In short, a free and competitive market will deliver, over time, the best insurance people can purchase at the prices they are willing or able to pay. Contrary to the belief of some, insurance is not a sort of privatized welfare system. It is not designed to redistribute wealth. Rather, it is a means for a household or business to manage its own lifetime risk. It’s a service that consumers pay for, not a lottery ticket that most can reasonably expect to collect on (life insurance is a different sort of bet, of course). On average, the long-term contributions a policyholder makes to an insurance pool should be greater than benefits received from the pool (so as to cover the expenses and return on investment of capital invested by the insurance company).
That having been said, I find myself not in agreement that state government should exercise no regulatory oversight in the insurance field. While some believe that courts and legal action are a sufficient means of carrying out the state’s legitimate and critical role in protecting consumers from fraud, I don’t agree in this case. Because of the nature of insurance contracts — their complexity and the long-term nature of the promise to pay — I think that a true meeting of the minds can be difficult and that the potential for fraud is maximized. A post facto risk of being sued won’t do much to deter a fly-by-night operator from bilking subscribers.

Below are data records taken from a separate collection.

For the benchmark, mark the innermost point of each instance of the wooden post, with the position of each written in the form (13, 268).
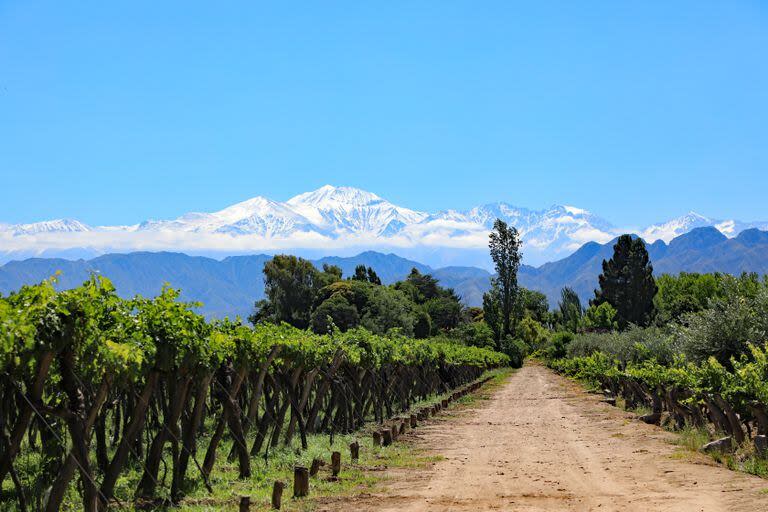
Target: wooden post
(277, 494)
(300, 481)
(315, 467)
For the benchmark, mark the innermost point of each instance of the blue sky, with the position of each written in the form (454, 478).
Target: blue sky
(114, 112)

Thus I see some kind of regulatory office that ensures clarity of language and requires minimum financial disclosure to be appropriate.
Disagree with me if you want to, but surely we can agree that there is no justification for an entire Department of Insurance, headed by an elected commissioner, to regulate every facet of the business and approve every rate change. Unfortunately, that’s what we have. And in current Insurance Commissioner Jim Long, we have a long-serving Democratic incumbent who is going to be difficult to defeat in the November general election unless the GOP catches a pretty big political wave.

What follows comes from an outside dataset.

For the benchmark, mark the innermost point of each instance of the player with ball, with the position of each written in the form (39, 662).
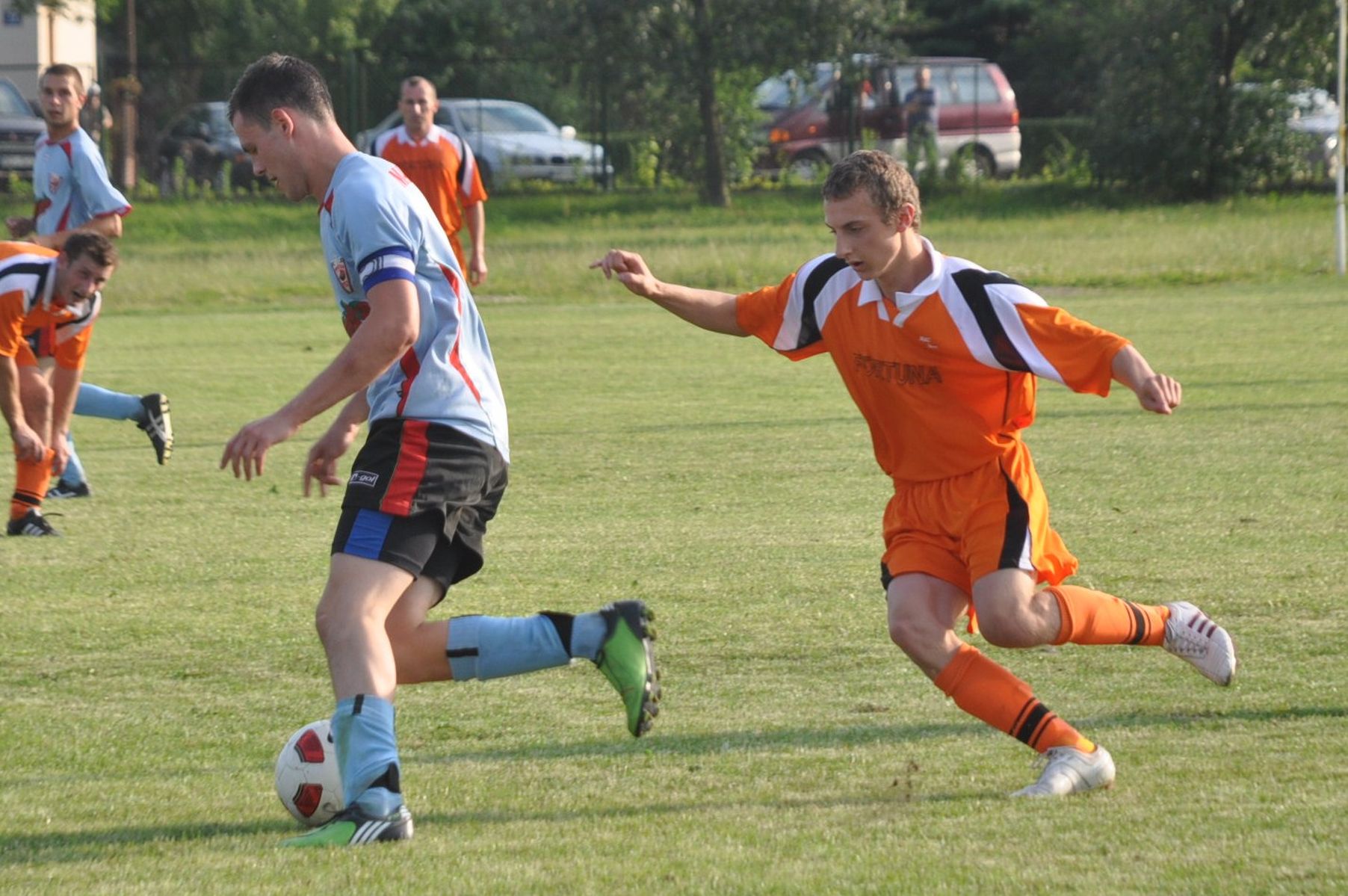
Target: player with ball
(433, 469)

We’ve got a couple of Republicans out paddling on their boards right now. Robert Brawley of Iredell County is an insurance agent (Long is an attorney) with eight terms under his belt as a former member of the NC House, including lengthy service on the insurance committee. Not surprisingly, Brawley has attracted endorsements from a number of state legislators from the Piedmont and west. He says that Long has not managed the department efficiently and has ignored the need to bring “better competition” to the insurance market.
Specifically, as Brawley explained in a recent appearance before the Down East Republican Club in Beaufort County, the Department of Insurance hasn’t had a performance audit in 20 years and its regulators don’t allow rates to vary enough in relationship to risk. This deters insurers from entering North Carolina because “no business is going to work on a one-size-fits-all approach,” he said. Brawley’s website is located here, where you can read more about his biography and qualifications.

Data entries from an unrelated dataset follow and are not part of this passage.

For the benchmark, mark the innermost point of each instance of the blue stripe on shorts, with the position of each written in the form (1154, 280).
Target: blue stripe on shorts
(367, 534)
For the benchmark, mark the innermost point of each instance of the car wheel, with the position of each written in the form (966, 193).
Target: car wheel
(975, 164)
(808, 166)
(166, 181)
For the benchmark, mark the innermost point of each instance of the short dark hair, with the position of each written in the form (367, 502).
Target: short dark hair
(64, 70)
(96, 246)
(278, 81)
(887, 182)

His opponent in the primary is Cindy Huntsberry, a Johnston County attorney who says she’s the “first woman ever to file for insurance commissioner” and “considers herself one of the most effective candidates in the race,” of which there are two. Huntsberry cites as issues the need for clearly worded insurance policies and prompt and fair claim payments. “This campaign is about the people’s right to fairly-priced insurance policies, plain-talk policies — insurance policies that people can read and understand, and getting legitimate claims paid in a prompt and fair manner,” she told the Lenoir News Topic a few weeks ago. “[Long] has been in power for nearly 20 years and the insurance situation in this state gets worse every year,” Huntsberry said. “Too many companies have left North Carolina. I will work to bring them back.”
She is also critical of the management of the department. “People call the insurance commissioner’s office now and get no response,” she said. “I don’t understand why, since his office has more than 400 employees.” Her website is here.
As long as North Carolina is going to have an election for insurance commissioner, I’ve got to recommend that voters study up on the candidates and issues. I’ll be looking for who talks most about removing state-imposed barriers to entry in the insurance market and focusing regulators on protecting consumers from fraud — not from their own self-imposed risks.
Hood is president of the John Locke Foundation and publisher of Carolina Journal.